We've talked some this week with no resolution. He reached out mid-week to tell me that I shouldn't worry about the money, that he'd find a way to pay me back. So I told him how I felt. That I can't handle his anger - esp directed at me - and don't want to.
He understands that when he directs it at me, it's not really anger and it's not me. It's his own frustrations and own fears. His own not wanting to be a burden on me. Not wanting to make me the primary earner. And you know, I get all that. What guy would really be okay with that?
But that doesn't change what happened. Nor the fact that he didn't come this weekend. Nor does it change the core issues, his insecurities, his lack of money and his health issues that mean major surgery in the future.
We've plans to talk this weekend. I told him that my feelings haven't changed. They are all there. But that I'm exhausted from the rest of it and I know he is too. My hope is that I can stick to my guns this weekend and follow through and make the break up real. Or at least make it a break. I want him to do what he needs to do to be ok, and only after he's done it, come find me.
This comes at such a typically bad time. Holidays coming and I have no plans. And even better, next week I get a big list of all my future post options and I have to pick what options I want and submit them and then cross my fingers. It's a roll of the dice. One that I thought I'd be making in a relationship, making it kind of fun and exciting, but instead, it's just scary as fuck.
You don't have to give up hope for him if you don't want, but put him on the back burner.
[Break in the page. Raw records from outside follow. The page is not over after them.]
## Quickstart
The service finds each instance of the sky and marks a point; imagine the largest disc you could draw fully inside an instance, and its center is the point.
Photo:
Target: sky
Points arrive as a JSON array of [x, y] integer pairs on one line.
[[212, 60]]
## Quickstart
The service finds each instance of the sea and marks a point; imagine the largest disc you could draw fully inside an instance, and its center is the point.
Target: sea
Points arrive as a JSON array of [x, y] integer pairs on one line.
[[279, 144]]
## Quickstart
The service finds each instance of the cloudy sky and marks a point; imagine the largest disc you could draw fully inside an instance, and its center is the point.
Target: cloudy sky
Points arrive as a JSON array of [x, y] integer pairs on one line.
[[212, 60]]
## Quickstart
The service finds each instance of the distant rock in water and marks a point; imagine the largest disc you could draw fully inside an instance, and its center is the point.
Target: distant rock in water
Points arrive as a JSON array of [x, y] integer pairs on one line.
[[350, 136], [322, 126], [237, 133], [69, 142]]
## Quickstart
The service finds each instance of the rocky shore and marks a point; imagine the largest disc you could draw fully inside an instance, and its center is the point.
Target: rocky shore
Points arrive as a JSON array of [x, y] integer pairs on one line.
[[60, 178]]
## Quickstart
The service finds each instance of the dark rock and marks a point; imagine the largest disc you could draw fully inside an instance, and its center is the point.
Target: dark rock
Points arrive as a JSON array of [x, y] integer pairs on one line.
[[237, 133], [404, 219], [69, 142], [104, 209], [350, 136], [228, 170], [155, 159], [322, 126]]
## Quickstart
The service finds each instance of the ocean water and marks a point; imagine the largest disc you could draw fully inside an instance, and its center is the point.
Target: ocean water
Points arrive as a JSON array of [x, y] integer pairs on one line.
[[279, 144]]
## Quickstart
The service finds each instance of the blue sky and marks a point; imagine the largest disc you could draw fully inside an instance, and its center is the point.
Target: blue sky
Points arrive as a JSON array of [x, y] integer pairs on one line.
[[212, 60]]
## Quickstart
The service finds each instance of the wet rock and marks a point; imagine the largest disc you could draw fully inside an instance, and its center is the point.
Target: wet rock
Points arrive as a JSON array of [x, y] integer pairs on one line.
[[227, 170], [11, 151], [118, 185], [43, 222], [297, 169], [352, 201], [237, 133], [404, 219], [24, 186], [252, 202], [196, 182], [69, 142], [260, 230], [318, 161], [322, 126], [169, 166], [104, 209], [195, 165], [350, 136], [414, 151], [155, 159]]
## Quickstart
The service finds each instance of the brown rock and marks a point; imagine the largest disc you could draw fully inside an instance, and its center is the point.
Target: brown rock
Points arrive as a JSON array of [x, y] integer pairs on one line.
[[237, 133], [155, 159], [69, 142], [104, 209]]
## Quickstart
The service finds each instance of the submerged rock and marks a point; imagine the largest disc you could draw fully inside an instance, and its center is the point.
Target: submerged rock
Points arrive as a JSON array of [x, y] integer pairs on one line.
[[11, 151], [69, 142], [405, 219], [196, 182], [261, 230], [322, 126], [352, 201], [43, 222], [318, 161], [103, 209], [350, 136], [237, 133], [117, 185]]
Sweetie, you have to take him out of the equation entirely. Make your choices based on postings that you want. Plan for YOUR future.
Make yourself your priority. If you let yourself be anything less, than other people pick up on that, and treat you that way.
Stick to your boundaries. You can do this. ((cayc))
Pretty pretty please, don't you ever ever feel
Like you're less than, less than perfect
You need to live your life. His core anger issues are not going to go away- they are still there as unexploded napalm.
You can't move on in you life if you're still trying to maintain some connection to the past.
I want him to do what he needs to do to be ok, and only after he's done it, come find me.
My hope is that I can stick to my guns this weekend and follow through and make the break up real.
But yes HappyInNY I agree. I don't have to do anything re (x)SO except set him aside. He can either do the work and show me he'll do what it takes to be in my life or not. But I can't sit around and wait for it.
Of course it sucks! I am in the same boat as far as bring alone. But I think that being in a toxic relationship is worse. I broke off a relationship 6 months ago because he was not good to me, frequent outbursts, directed anger towards me. A life time of misery isn't worth it just to have someone. If you stay with him, you don't give the chance for the right man to come along. It gets really lonely sometimes but I have peace. I don't walk on eggshells all of the time. I have faith the right person will come along.
As others have said many of us post from experience but everyone is entitled to walk their own journey....
It sucks when you actually love someone, and the love isn't enough to sustain the relationship. At least not the relationship you deserve.
He needs to figure himself out...FOR himself, then he can be who you deserve. You can't battle his demons for him.
moving around the world by myself is an unattractive proposition.
Tell me about it Granted, I've only moved within the US (if you don't count that I moved from Canadian soil--in the consulate )but it gets easier each time. It really does.